“I’m sorry. I’m sorry for coming at you. I’m sorry for blaming you. I’m sorry for it all.”
She stared at me for several moments, likely trying to weigh up whether I was telling the truth, or if this was some strategy to ease her into a false sense of security.
“That’s a good start,” she finally said.
“Yeah?”
“Yes.” She sighed and then softened a little, telling me, “I know what it’s like to lose one parent, so I can’t even imagine how horrific it was to lose both for you.”
“Thank you,” I responded past the lump in my throat as she brought that up.
“But it can’t excuse everything. Not what you do now, not how you treat people, and not how you treat yourself.

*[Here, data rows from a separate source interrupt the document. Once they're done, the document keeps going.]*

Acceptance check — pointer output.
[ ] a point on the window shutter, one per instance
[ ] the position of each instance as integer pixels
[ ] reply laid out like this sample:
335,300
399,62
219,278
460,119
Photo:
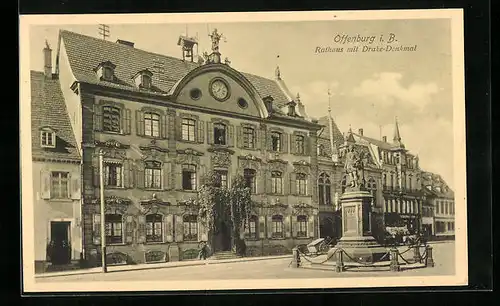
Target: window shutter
230,135
75,186
129,229
307,145
269,227
210,133
45,182
169,228
139,175
293,148
141,231
97,117
96,176
178,177
268,183
259,139
293,184
269,140
310,226
171,125
260,184
239,137
262,227
167,172
178,128
287,227
295,227
128,174
126,121
179,228
284,142
139,120
96,229
164,127
201,131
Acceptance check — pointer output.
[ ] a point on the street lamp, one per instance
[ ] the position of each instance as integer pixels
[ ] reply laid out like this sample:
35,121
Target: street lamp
103,219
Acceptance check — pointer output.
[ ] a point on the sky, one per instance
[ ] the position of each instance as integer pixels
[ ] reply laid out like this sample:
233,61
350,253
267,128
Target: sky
368,89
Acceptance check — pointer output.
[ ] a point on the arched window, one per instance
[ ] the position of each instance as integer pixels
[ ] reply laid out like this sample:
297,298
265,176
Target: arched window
151,124
372,186
301,226
324,189
251,230
344,183
111,118
249,176
277,226
154,228
114,228
220,133
301,181
276,182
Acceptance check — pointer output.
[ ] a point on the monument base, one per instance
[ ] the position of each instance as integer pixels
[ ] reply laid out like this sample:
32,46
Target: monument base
363,249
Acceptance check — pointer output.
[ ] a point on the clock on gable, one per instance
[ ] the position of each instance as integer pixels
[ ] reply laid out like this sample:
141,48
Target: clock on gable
219,89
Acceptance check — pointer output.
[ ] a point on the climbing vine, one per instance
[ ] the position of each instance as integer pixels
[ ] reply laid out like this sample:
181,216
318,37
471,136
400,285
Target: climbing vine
231,206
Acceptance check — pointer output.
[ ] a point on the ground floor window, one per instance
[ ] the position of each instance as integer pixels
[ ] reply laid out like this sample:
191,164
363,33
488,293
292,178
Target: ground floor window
277,226
190,228
301,226
114,228
252,227
154,228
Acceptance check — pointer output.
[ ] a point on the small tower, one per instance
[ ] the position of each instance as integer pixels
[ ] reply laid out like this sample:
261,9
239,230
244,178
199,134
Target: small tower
187,45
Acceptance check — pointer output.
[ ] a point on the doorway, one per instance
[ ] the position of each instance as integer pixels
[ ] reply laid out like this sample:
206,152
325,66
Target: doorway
223,237
60,244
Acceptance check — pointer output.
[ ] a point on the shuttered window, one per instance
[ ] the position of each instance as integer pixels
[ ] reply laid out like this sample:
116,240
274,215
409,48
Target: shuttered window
114,228
111,119
59,185
154,228
152,124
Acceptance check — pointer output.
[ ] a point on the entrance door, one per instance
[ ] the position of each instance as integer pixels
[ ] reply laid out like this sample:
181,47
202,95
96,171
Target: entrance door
223,237
60,243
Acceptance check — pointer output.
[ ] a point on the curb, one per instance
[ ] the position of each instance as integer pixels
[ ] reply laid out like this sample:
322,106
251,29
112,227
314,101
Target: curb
113,269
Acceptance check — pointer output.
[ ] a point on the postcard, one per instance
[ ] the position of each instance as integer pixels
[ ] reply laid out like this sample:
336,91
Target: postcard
209,151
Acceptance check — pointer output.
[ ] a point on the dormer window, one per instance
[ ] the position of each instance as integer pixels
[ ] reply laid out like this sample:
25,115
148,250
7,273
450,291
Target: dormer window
48,138
106,71
143,79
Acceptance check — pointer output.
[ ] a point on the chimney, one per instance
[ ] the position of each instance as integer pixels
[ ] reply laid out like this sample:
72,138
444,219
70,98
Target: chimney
47,60
125,43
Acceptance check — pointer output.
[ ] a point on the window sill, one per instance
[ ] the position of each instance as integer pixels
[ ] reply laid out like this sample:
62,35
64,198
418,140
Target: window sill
60,199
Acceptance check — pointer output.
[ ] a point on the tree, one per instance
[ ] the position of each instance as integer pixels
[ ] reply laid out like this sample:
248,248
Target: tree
232,206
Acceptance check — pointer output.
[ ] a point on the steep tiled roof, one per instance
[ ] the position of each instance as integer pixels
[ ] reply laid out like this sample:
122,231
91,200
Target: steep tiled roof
85,53
49,110
338,138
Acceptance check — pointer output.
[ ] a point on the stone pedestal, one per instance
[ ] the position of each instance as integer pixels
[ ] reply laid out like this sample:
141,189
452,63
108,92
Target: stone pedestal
173,252
357,240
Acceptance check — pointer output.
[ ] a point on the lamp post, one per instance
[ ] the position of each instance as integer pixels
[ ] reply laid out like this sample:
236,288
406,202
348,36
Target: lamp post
103,219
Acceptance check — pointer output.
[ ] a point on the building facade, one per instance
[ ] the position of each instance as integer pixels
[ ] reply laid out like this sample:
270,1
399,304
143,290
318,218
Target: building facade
162,123
440,203
56,175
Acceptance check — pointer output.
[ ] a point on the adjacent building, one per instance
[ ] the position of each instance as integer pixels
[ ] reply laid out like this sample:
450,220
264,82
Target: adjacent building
162,123
439,207
56,174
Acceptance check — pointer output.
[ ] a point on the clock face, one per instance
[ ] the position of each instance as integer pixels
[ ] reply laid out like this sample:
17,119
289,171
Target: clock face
219,90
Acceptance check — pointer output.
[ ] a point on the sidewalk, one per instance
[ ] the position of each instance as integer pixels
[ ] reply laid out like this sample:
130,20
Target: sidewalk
174,264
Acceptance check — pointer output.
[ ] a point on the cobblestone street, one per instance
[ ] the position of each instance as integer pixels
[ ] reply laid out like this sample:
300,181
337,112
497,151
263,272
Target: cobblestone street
265,269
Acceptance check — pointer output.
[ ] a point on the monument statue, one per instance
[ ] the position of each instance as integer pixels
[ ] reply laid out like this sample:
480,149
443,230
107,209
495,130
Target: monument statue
354,167
216,37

There needs to come a point where you don’t continue to fall back on all that pain and grief, where you continue on in life as the one left behind, and actually start to embrace it.”
I stared at her in awe for several moments.
“If there’s anything that all this shit has taught me, the way I reacted and treated you since you enrolled here, it’s that Idoneed to move forward and let it go.”
“Let the pain go, but not their memories.”
“Yeah,” I said, smiling. “Exactly.”
She smiled back at me, but it was only for a moment, before she told me, “I’m gonna head out.”
As she went to brush past me, I stepped into her path.
“Wait.”
She raised an eyebrow and tensed.
I quickly held up my hand, trying to indicate that I meant her no harm.
I wasn’t surprised she’d jumped to that right off the bat, though. It was instinctive at this point, at least for now still. We’d only just formed a truce, it would take time to get used to that on both sides.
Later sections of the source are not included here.